In the world of computer technology, mashups take one program’s functionality and combine it with another to create a new product that’s a combination of the two. Google maps has inspired a number of mashups that allow people to combine places with twitters, swine flu outbreaks, or even locating a book’s setting.
Writers have joined in the frenzy and are now creating mashups of books. In Woodsburner, John Pipkin takes the true story of how Henry David Thoreau started a wildfire and creates a novel of the life and philosophies that might have been inspired by that event.
In Vanessa and Virginia, Susan Sellers looks at the life of Virginia Woolf through her older sister’s eyes, inventing thoughts and ideas that may or may not have been true.
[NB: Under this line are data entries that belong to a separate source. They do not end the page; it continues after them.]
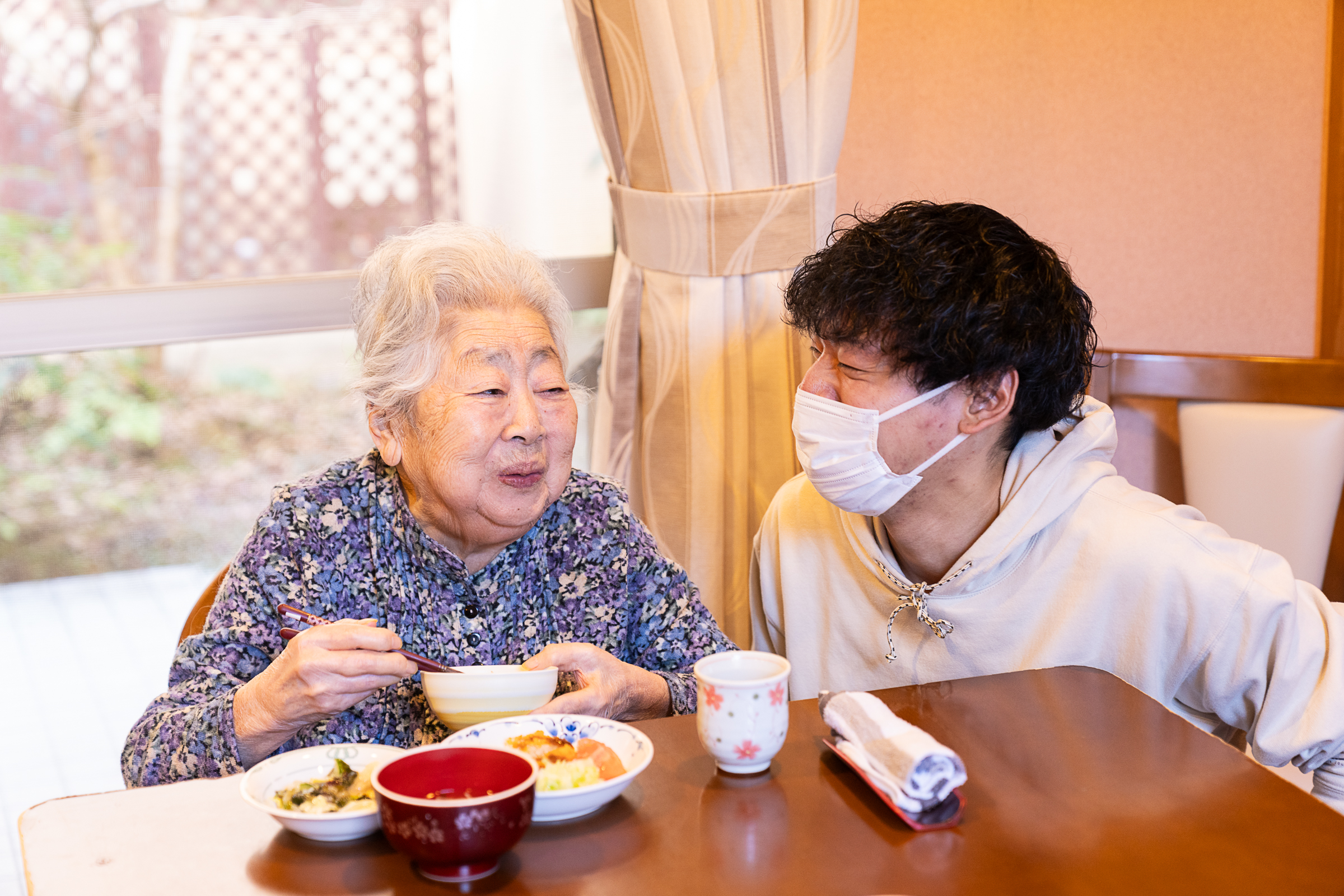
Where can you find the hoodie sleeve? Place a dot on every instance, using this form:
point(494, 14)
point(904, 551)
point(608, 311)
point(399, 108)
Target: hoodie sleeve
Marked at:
point(1276, 671)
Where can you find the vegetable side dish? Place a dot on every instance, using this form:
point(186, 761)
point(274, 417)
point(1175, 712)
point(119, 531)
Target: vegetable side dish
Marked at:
point(343, 790)
point(566, 766)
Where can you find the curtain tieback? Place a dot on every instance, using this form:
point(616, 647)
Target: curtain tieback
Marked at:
point(744, 231)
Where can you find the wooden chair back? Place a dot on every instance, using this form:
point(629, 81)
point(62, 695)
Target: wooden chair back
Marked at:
point(197, 618)
point(1224, 378)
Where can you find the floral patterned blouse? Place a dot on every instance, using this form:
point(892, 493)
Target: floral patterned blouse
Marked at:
point(343, 544)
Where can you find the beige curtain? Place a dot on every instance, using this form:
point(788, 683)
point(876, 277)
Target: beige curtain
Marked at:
point(721, 123)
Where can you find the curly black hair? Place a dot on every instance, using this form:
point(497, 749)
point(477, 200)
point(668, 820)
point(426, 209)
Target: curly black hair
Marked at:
point(953, 292)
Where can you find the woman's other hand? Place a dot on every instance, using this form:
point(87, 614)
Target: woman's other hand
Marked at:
point(323, 671)
point(608, 687)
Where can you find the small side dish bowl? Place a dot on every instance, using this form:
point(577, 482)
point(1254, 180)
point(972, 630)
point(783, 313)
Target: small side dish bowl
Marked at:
point(631, 745)
point(270, 776)
point(456, 837)
point(487, 692)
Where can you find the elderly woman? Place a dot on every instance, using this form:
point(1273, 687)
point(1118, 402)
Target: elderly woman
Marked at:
point(464, 536)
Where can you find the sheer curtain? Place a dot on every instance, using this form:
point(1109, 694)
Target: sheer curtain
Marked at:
point(721, 125)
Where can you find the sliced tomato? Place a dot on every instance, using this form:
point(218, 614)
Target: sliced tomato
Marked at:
point(608, 763)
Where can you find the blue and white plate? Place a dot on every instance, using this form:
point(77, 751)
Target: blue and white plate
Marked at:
point(631, 745)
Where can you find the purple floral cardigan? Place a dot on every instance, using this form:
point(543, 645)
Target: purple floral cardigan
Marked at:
point(343, 544)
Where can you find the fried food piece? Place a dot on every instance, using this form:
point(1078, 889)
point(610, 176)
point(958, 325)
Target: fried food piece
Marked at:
point(605, 759)
point(543, 749)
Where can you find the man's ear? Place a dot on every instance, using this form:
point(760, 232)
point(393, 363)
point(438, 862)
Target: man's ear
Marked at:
point(385, 437)
point(990, 403)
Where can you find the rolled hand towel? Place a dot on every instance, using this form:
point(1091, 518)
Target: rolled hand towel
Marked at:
point(913, 769)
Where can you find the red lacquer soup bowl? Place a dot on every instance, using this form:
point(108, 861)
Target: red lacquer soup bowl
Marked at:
point(482, 806)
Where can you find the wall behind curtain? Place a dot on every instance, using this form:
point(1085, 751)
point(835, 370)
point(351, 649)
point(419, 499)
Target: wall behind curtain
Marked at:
point(1171, 150)
point(529, 160)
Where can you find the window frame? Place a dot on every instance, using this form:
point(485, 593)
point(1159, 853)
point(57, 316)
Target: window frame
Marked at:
point(82, 320)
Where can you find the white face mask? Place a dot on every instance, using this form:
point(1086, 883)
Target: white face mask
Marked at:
point(838, 448)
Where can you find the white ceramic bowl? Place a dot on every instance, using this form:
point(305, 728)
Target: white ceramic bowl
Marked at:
point(270, 776)
point(631, 745)
point(487, 692)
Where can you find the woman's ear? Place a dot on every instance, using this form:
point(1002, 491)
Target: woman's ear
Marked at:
point(385, 437)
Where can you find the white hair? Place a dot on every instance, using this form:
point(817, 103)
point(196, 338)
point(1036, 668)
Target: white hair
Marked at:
point(410, 282)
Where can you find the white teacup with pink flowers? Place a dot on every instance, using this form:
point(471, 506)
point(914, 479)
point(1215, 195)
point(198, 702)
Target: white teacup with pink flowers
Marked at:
point(744, 708)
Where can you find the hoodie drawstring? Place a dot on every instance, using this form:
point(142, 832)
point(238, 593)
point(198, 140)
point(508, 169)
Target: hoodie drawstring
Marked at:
point(917, 597)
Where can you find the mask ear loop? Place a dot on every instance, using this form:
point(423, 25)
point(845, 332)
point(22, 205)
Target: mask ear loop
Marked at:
point(917, 597)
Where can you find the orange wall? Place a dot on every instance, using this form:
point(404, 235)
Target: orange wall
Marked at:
point(1171, 150)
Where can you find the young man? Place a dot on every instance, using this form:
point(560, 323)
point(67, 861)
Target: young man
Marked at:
point(959, 514)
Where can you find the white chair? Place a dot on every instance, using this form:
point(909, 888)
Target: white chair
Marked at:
point(1261, 445)
point(1267, 473)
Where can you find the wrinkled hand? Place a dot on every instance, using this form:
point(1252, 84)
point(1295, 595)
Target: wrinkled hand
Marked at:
point(608, 687)
point(323, 671)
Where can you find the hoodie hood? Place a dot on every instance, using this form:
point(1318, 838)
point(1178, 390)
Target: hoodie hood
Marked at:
point(1046, 474)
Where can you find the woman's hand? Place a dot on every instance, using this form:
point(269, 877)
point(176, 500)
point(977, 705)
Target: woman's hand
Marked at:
point(323, 671)
point(608, 687)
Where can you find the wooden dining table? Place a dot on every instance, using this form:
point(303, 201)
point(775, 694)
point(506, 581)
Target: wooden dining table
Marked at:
point(1079, 783)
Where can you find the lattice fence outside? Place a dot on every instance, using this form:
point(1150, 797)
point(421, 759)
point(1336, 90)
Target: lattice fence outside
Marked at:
point(227, 139)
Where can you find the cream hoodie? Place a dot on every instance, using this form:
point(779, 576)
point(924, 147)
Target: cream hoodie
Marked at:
point(1079, 568)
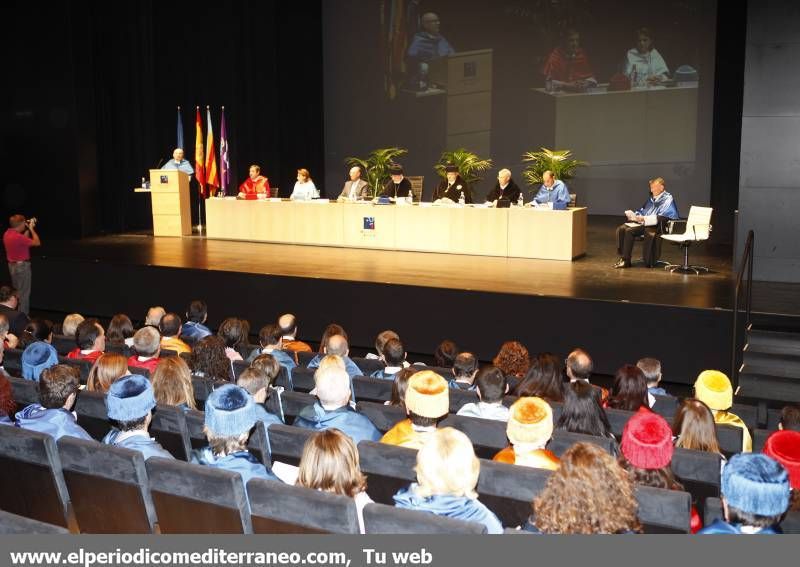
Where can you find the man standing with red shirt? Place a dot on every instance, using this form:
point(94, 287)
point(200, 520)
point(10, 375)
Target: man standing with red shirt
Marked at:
point(18, 239)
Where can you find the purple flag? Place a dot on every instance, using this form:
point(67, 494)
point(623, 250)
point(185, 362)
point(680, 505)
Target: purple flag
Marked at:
point(224, 160)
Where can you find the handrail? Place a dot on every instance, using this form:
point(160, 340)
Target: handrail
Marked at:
point(747, 262)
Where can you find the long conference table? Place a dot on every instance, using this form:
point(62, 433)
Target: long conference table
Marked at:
point(515, 232)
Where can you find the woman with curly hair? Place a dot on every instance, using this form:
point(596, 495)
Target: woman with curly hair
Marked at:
point(588, 494)
point(513, 360)
point(209, 361)
point(106, 370)
point(544, 379)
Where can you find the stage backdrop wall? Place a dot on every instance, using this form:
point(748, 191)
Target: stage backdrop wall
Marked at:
point(769, 190)
point(91, 96)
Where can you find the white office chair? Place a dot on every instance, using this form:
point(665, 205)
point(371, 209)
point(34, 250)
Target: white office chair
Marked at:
point(698, 229)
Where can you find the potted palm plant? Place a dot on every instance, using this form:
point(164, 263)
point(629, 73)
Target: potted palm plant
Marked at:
point(376, 166)
point(560, 162)
point(469, 164)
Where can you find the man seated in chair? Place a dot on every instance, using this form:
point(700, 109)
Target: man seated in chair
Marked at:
point(644, 222)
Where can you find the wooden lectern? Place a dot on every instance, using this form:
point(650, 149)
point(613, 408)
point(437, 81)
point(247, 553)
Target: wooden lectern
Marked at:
point(169, 189)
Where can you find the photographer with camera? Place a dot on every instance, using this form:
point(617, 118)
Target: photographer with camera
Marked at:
point(18, 239)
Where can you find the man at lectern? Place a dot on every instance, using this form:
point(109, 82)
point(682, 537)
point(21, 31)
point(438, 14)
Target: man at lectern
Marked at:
point(254, 185)
point(177, 162)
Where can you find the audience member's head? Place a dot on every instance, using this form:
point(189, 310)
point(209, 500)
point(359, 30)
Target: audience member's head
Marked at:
point(543, 379)
point(209, 360)
point(400, 385)
point(445, 354)
point(147, 342)
point(230, 414)
point(693, 427)
point(647, 450)
point(755, 490)
point(172, 383)
point(790, 418)
point(330, 463)
point(331, 330)
point(530, 422)
point(629, 391)
point(70, 324)
point(170, 325)
point(579, 365)
point(512, 359)
point(130, 402)
point(90, 336)
point(119, 329)
point(465, 367)
point(270, 336)
point(106, 370)
point(588, 494)
point(491, 385)
point(332, 387)
point(58, 387)
point(154, 315)
point(714, 389)
point(447, 465)
point(427, 398)
point(393, 353)
point(197, 312)
point(582, 412)
point(288, 325)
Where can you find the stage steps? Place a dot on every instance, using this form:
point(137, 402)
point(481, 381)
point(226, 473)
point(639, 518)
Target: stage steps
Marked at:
point(770, 370)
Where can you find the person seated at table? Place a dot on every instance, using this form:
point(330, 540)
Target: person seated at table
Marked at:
point(567, 67)
point(304, 189)
point(660, 204)
point(505, 188)
point(453, 186)
point(644, 65)
point(398, 185)
point(552, 191)
point(356, 188)
point(254, 185)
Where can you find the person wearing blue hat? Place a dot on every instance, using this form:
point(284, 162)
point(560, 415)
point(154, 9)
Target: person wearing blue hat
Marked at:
point(129, 403)
point(755, 495)
point(230, 415)
point(36, 357)
point(58, 389)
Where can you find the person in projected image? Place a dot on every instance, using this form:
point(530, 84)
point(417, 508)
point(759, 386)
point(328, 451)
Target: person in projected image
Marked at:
point(426, 45)
point(644, 65)
point(567, 67)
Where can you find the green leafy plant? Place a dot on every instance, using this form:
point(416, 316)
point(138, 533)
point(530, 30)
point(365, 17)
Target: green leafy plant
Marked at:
point(560, 162)
point(468, 164)
point(376, 166)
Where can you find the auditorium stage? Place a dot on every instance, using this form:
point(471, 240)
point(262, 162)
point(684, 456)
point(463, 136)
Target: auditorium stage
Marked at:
point(479, 302)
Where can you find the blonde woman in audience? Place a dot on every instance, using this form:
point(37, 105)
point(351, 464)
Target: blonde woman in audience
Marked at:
point(447, 474)
point(106, 370)
point(172, 383)
point(330, 463)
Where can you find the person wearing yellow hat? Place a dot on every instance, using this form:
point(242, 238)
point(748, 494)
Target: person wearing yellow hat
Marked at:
point(427, 403)
point(530, 426)
point(714, 389)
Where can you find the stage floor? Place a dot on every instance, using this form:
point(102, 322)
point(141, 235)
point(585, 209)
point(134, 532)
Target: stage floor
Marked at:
point(589, 277)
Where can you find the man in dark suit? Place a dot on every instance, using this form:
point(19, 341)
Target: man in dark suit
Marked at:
point(356, 188)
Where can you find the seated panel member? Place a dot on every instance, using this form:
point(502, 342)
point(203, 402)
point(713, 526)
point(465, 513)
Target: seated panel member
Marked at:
point(398, 185)
point(254, 185)
point(177, 162)
point(552, 191)
point(660, 204)
point(505, 188)
point(356, 188)
point(304, 188)
point(452, 186)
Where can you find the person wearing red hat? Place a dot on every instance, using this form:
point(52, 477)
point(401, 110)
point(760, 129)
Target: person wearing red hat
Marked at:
point(784, 447)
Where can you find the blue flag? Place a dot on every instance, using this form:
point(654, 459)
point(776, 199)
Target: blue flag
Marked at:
point(180, 130)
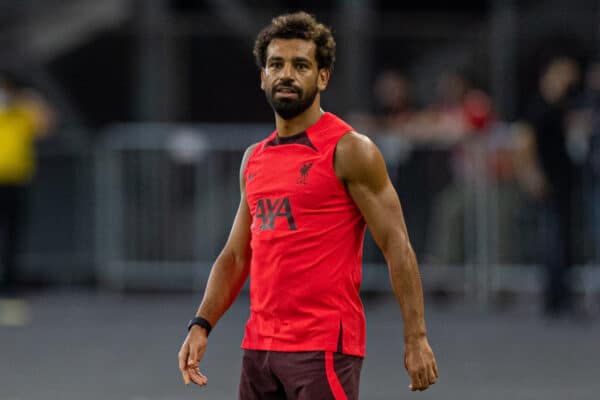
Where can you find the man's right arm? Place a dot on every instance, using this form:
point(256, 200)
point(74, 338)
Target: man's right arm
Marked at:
point(225, 281)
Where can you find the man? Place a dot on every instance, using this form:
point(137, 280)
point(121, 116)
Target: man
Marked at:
point(306, 193)
point(23, 117)
point(545, 171)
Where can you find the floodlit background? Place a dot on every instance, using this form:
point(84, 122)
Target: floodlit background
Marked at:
point(149, 106)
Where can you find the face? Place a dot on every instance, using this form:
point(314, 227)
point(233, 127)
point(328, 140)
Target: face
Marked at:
point(291, 78)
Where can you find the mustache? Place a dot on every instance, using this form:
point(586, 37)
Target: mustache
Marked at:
point(286, 85)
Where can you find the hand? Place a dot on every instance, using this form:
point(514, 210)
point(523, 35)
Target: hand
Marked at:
point(420, 363)
point(191, 353)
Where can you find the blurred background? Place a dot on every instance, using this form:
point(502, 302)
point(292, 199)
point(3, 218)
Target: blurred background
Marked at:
point(123, 123)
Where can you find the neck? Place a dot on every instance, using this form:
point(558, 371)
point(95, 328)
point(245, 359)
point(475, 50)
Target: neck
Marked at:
point(289, 127)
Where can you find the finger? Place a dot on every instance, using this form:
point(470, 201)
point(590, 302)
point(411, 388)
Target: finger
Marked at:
point(432, 375)
point(183, 367)
point(415, 383)
point(198, 377)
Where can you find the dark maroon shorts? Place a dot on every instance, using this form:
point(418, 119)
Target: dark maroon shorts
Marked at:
point(311, 375)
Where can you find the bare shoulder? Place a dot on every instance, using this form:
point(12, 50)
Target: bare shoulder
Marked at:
point(357, 158)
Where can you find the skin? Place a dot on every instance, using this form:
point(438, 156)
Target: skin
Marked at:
point(361, 167)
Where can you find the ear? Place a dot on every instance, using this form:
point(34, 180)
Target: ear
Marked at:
point(263, 78)
point(323, 79)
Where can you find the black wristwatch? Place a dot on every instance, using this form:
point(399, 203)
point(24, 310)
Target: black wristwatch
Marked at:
point(200, 322)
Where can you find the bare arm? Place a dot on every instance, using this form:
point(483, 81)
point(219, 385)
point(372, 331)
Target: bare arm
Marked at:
point(360, 165)
point(225, 281)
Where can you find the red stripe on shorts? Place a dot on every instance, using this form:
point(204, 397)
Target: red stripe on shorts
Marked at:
point(334, 383)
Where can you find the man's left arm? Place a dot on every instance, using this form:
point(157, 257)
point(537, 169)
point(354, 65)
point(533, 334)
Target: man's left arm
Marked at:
point(360, 165)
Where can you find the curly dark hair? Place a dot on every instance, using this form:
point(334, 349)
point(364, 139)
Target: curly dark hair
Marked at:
point(299, 25)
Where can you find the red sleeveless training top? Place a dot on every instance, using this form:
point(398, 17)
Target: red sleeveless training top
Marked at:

While these mashups are more the norm in historical fiction, with real lives being looked at through a fictional lens, other authors have taken the idea of combining two literary ideas a step further. In The Heroines, Eileen Favorite brings Madame Bovary, Scarlett O'Hara, and other literary heroines together to find strength and solace in each other so they can continue the lives destined for them by their original authors. Caroline Cooney's Enter Three Witches, mashes Shakespeare’s Macbeth with a novel about a young woman raised in the court of the times. In Saving Juliet, a young actress from New York is transported into the world of Romeo and Juliet in a way somewhat reminiscent of A Connecticut Yankee in King Arthur’s Court.
Perhaps the most ambitious new mashup in our collection is Seth Grahame-Smith’s insertion of zombies into Jane Austen’s Pride and Prejudice.